OHM Remediation Services of San Diego, the remedial action contractor performing the clean up, started cleanup operations in May 1996. Utilizing a clean up technology called soil stabilization, the cleanup team is treating 30,000 tons of contaminated soil. The contaminants are pesticides, heavy metals, PCBs (polychlorinated biphenyls) and PAHs (polyaromatic hydrocarbons).

"Soil stabilization binds contaminants to soil particles and eliminates their mobility and potential impact to groundwater," said Jerry Dunaway, Southwest Division remedial project manager for Marine Corps Base Camp Pendleton, said.

The cleanup will protect the Santa Margarita groundwater basin tributary that provides the primary source of water for the base.

"The contaminated soil would pose a risk to human health if the contamination had gotten into the water production wells downstream of the site which serve as a water supply for the base," Dunaway said.

Camp Pendleton is listed on the U.S. Environmental Protection Agency's National Priorities List (NPL). The NPL is a list of the country's most serious hazardous sites identified for possible remedial response.

"Former operations at the scrap yard involved on-site storage, processing, and disposal of hazardous materials including battery electrolyte fluid, transformer dielectric fluid, and other hazardous waste releases resulting from a drum storage operation," Dunaway said.

Besides treating the contaminated soil, the soil stabilization technology is saving taxpayers' money by eliminating costly off-base disposal of the treated soil. The treated soil will be used in the foundation layer of an engineering cap that will encase a landfill site on the base and save taxpayers about $4 million dollars.

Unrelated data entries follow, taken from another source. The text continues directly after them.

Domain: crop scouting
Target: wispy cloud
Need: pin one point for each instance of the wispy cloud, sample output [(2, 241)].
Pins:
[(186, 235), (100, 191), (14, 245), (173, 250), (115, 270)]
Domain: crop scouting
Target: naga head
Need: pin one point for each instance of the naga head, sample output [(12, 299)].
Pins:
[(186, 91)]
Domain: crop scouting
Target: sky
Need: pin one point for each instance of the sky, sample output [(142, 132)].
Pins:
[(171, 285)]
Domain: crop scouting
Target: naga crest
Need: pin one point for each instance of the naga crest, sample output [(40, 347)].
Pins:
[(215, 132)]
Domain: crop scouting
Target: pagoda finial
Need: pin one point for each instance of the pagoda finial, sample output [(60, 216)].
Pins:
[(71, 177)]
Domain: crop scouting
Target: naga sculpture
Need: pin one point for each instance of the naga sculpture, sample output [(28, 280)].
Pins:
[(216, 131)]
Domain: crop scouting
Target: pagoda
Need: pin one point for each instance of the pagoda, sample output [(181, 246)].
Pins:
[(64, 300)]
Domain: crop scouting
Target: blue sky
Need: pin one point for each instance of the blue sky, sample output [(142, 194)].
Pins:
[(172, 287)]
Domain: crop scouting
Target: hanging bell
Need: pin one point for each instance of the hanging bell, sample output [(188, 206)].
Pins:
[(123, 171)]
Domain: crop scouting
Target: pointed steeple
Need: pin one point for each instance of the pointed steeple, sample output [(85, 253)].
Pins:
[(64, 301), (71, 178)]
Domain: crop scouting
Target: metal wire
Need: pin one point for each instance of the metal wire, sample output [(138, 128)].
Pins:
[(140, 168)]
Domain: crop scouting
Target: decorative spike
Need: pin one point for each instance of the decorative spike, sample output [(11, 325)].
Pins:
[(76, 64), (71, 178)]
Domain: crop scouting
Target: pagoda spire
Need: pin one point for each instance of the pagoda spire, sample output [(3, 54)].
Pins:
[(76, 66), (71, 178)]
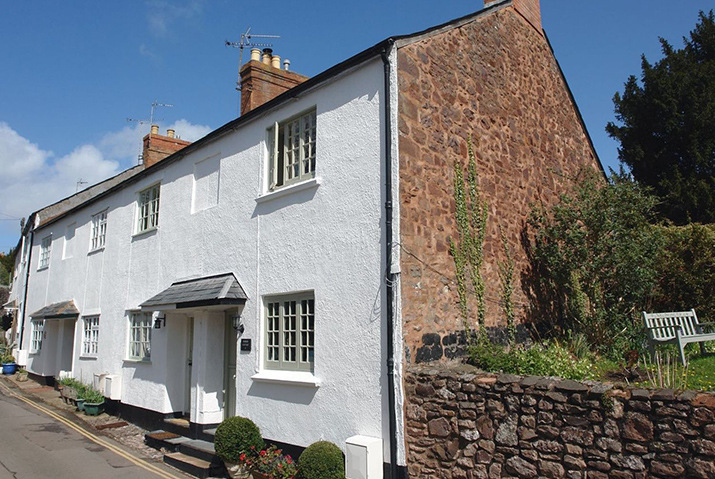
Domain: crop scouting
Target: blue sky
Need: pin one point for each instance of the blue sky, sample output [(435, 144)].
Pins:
[(72, 72)]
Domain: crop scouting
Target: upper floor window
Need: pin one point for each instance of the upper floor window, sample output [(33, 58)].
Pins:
[(45, 249), (290, 332), (140, 336), (38, 333), (292, 150), (99, 231), (90, 338), (148, 217)]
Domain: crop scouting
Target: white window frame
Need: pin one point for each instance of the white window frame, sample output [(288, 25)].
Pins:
[(289, 332), (148, 209), (140, 325), (45, 251), (292, 148), (90, 335), (99, 231), (37, 335)]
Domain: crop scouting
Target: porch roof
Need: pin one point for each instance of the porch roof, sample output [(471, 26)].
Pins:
[(62, 310), (223, 289)]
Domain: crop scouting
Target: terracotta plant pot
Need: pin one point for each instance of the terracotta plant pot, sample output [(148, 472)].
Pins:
[(237, 471)]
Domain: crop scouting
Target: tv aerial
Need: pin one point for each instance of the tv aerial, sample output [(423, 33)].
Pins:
[(247, 42), (154, 105)]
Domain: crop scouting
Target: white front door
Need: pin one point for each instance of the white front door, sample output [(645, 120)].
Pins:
[(189, 364)]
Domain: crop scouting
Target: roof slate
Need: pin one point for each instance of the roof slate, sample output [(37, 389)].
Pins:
[(65, 309), (220, 289)]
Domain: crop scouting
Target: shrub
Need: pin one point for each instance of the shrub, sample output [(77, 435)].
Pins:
[(235, 436), (322, 460), (594, 263), (686, 270), (546, 359), (90, 395)]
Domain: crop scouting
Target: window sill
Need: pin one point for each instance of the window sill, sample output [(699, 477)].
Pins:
[(289, 190), (145, 232), (137, 361), (290, 378)]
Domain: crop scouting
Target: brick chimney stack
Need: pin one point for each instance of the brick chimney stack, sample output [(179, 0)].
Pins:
[(262, 79), (157, 147), (529, 9)]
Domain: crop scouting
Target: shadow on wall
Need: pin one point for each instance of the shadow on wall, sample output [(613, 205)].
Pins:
[(283, 393), (454, 345)]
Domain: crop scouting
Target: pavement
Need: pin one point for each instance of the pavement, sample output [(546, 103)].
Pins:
[(110, 432)]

Once the remediation is complete, restoration activities will work to restore the scrap yard site to a wetland status. Though reestablishment of wetlands has proved difficult, it is hoped that grading and drainage improvements throughout the site will aid and enhance its wetland characteristics. The restoration will seek to nurture the growth of native plant species that support endangered birds found in the area.

"Restricting activities at the site will allow it to revert back to its natural ecology," Dunaway said.

Southwest Division, Naval Facilities Engineering Command, San Diego, commanded by Capt. Mike Johnson, Civil Engineer Corps, U. S. Navy, manages a fiscal year 1996 environmental cleanup budget of over $200 million for over 600 installation sites at 38 Navy and Marine Corps bases in Arizona, New Mexico, and Southern California.